At the public meeting, academic experts described models for detecting shifts in supply chains that can signal fraudulent activity. Roger Williams, CEO of the US Pharmacopeia (USP), urged broader FDA and industry support of efforts to update USP monographs that set drug quality standards. USP was in the process of revising its heparin monograph when the contamination crisis happened, he explained, noting that "that revision came too late."
Supply-chain validation. Manufacturers voiced support for wider use of accredited third-party inspectors to audit foreign producers of active and inactive ingredients, as well as required registration of all ingredient producers and stiffer penalties for drug counterfeiting and adulteration. Martin Van Trieste, vice-president for quality at Amgen and member of the Pharmaceutical Research and Manufacturers of America (PhRMA) Quality Technical Group, backed the development of a proposed Qualified Trusted Importer Program, a voluntary certification program for qualified and compliant importers.

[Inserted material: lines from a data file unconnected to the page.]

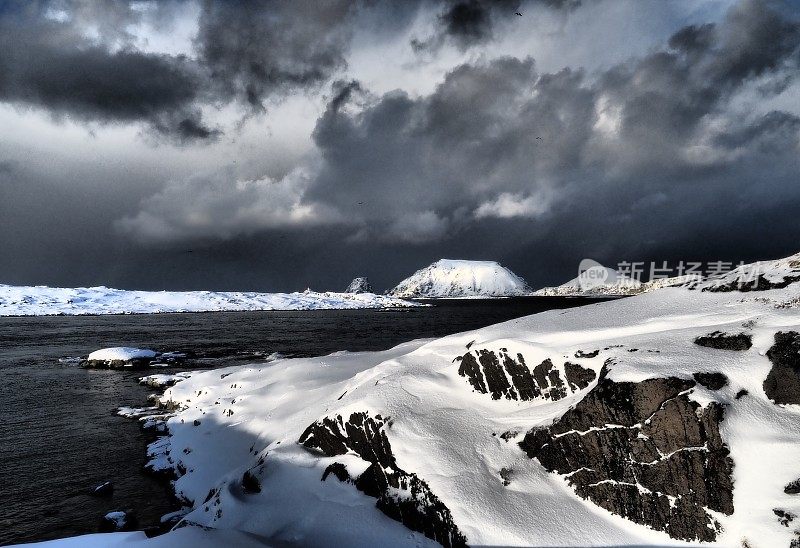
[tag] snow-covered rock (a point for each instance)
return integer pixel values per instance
(359, 285)
(121, 354)
(668, 418)
(164, 380)
(447, 278)
(118, 520)
(40, 301)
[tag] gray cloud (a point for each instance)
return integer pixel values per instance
(688, 150)
(257, 49)
(47, 62)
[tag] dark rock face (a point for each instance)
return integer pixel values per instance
(359, 285)
(644, 451)
(793, 488)
(712, 381)
(417, 508)
(503, 376)
(724, 341)
(118, 521)
(782, 384)
(105, 489)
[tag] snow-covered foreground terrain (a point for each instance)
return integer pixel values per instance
(40, 301)
(668, 418)
(460, 278)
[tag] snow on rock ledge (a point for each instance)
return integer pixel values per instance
(120, 356)
(121, 353)
(460, 278)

Van Trieste also described industry efforts to form the Rx–360 consortium, which aims to develop best practices for supply-chain management and new approaches to supplier auditing and adulteration detection. The group is holding a launch meeting in Washington, DC, on June 5, to discuss audit models and methods for monitoring suspicious events. Such efforts, he noted, would benefit from assurance that manufacturers can share information on suppliers and other issues without running afoul of antitrust laws.
Criminal elements have entered into the drug supply chain, warned Van Trieste, and it's only a question of when and where EMA will occur again. The short supply of antivirals during a pandemic influenza outbreak, he said, provides the "perfect opportunity for someone to come in and make a quick buck." Industry and FDA, he said, need to think like the criminals to detect adulterated products.